People usually spray a disinfectant on objects and wipe it immediately. Despite the effectiveness of the product, it may not completely kill the germs because of the improper application.
“A lot of people spray a surface and then wipe it around right away,” Cory Chalmers, CEO of professional cleaning service Steri-Clean, told Business Insider. “But you’re not letting the disinfectant do its job. The most important step is the cleaning step.”
Clusters of germs called biofilm commonly cover dirty surfaces and resist disinfectants. Chalmers said people must remove the biofilm first before spraying or adding a chemical on the surface to kill lingering viruses or bacteria.
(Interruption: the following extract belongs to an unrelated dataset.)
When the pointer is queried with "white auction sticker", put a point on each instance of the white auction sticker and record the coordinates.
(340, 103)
Steri-Clean provides biohazard cleaning services for facilities contaminated with infectious diseases. During the COVID-19 pandemic, the company has been helping to disinfect homes, cruise ships, offices, factories and fast-food restaurants to prevent the spread of the coronavirus.
Steps To Clean, Disinfect Surfaces
When cleaning, Chalmers said people should focus first on removing the dirt from the object. Put soap on a rag or paper towel and wipe the surface to remove the biofilm.
However, it is important to keep changing the sides of the towel when cleaning another object. That would help avoid spreading germs around the house.
“People sometimes will walk around the house with the same rag, cleaning all the surfaces. That doesn’t do anything because now they’re just spreading the germs around,” Chalmers said. “Once that towel or rag that you’re using is full of germs, it’s not going to absorb anymore.”
After wiping it with soap and water, apply a disinfectant spray or wipe. Check the manufacturer’s instructions on the bottle to see the chemical’s “dwell time,” or how long it needs to sit on a surface before it kills germs.
Some disinfectants take only nearly 30 seconds, while other products may take up to 10 minutes to eliminate germs.